Rosetti flushed violently. "Take a bow, cutie," said Bubonovitch.
Shrimp grinned. He was used to being ribbed, and he never got mad, although sometimes he pretended to be. "I ain't heard no one callin' you cute, you big cow," he said, and he felt that with that come-back his honor had been satisfied.
BEFORE supper, Tarzan had cut two large slabs of bark from a huge tree in the forest. The slabs were fully an inch thick, tough and strong. From them he cut two disks, as nearly sixteen and a half inches in diameter as he could calculate. In about one half of the periphery of each disk he cut six deep notches, leaving five protuberances between them.
After supper, Jerry and the others, sitting around the fire, watched him. "Now what the heck are those for?" asked the pilot. "They looked like round, flat feet with five toes."
"Thank you," said Tarzan. "I didn't realize that I was such a good sculptor. These are to deceive the enemy. I have no doubt but that that old villain will return with Japs just as quickly as he can. Now those natives must be good trackers, and they must be very familiar with our spoor, for they followed it here. Our homemade sandals would identify
our spoor to even the stupidest tracker. So we must obliterate it.

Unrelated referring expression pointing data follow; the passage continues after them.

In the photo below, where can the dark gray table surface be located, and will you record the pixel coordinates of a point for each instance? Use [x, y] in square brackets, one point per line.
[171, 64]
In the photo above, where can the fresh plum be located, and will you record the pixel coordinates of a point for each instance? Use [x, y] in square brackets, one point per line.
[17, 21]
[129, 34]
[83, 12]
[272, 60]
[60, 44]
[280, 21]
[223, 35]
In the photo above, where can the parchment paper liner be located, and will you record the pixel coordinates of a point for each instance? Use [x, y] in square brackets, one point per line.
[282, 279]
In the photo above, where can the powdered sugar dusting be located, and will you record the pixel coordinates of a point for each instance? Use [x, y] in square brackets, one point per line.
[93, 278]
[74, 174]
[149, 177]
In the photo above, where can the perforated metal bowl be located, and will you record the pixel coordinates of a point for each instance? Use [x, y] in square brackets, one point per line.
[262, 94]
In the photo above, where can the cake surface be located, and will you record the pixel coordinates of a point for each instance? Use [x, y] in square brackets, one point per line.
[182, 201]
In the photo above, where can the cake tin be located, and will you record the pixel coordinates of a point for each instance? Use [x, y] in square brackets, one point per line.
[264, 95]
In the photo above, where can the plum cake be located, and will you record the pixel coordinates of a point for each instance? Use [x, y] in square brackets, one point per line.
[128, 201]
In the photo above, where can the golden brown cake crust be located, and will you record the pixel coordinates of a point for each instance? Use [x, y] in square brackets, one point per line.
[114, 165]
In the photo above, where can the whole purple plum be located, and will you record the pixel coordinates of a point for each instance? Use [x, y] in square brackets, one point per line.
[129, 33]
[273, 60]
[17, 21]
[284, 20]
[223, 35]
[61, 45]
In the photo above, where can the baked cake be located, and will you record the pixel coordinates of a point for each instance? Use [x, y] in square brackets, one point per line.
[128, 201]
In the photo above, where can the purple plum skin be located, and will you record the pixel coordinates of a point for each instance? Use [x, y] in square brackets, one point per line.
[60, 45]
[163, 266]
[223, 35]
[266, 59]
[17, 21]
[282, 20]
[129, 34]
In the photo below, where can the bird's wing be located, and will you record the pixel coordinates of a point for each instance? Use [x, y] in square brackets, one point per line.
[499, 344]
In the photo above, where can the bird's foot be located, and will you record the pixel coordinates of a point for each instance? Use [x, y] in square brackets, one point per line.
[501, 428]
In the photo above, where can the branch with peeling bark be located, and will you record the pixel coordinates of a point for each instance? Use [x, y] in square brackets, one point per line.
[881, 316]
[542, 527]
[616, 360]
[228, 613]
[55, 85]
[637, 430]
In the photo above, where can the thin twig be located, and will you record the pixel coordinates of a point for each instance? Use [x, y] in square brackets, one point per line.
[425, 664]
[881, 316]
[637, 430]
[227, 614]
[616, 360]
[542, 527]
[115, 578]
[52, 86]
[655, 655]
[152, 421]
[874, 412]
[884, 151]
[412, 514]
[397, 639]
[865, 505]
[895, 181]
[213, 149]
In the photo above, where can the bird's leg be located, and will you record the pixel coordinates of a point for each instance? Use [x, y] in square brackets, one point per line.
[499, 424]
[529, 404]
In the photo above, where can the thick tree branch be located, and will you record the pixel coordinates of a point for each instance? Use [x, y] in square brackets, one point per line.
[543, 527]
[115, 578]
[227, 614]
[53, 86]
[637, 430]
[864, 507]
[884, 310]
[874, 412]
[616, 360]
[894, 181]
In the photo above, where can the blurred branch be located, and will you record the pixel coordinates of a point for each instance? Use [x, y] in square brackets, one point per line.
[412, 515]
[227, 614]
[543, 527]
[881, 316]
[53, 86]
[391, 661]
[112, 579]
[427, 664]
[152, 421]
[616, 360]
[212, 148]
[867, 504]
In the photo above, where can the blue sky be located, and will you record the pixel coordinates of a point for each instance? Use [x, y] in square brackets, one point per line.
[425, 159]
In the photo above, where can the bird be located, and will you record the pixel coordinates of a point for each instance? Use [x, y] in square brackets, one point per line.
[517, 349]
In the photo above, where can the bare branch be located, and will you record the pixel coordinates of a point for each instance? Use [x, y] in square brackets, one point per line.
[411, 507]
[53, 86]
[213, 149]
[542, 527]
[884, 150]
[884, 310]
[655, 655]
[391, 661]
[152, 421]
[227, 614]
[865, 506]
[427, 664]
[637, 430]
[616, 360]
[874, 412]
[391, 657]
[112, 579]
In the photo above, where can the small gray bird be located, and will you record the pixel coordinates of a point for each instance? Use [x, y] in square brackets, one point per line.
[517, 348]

"First we will go into the forest in a direction different from the one we intend taking, and we will leave spoor that will immediately identify our party. Then we will cut back to camp through the undergrowth where we can walk without leaving footprints, and start out on the trail we intend taking. Three of us will walk in single file, each stepping exactly in the footprints of the man ahead of him. I will carry Cor-rie. It would tire her to take a man's stride. Bubonovitch will bring up the rear, wearing one of these strapped to each foot. With one of them he will step on each and every footprint that we have made. He will have to do a considerable split to walk with these on, but he is a big man with long legs.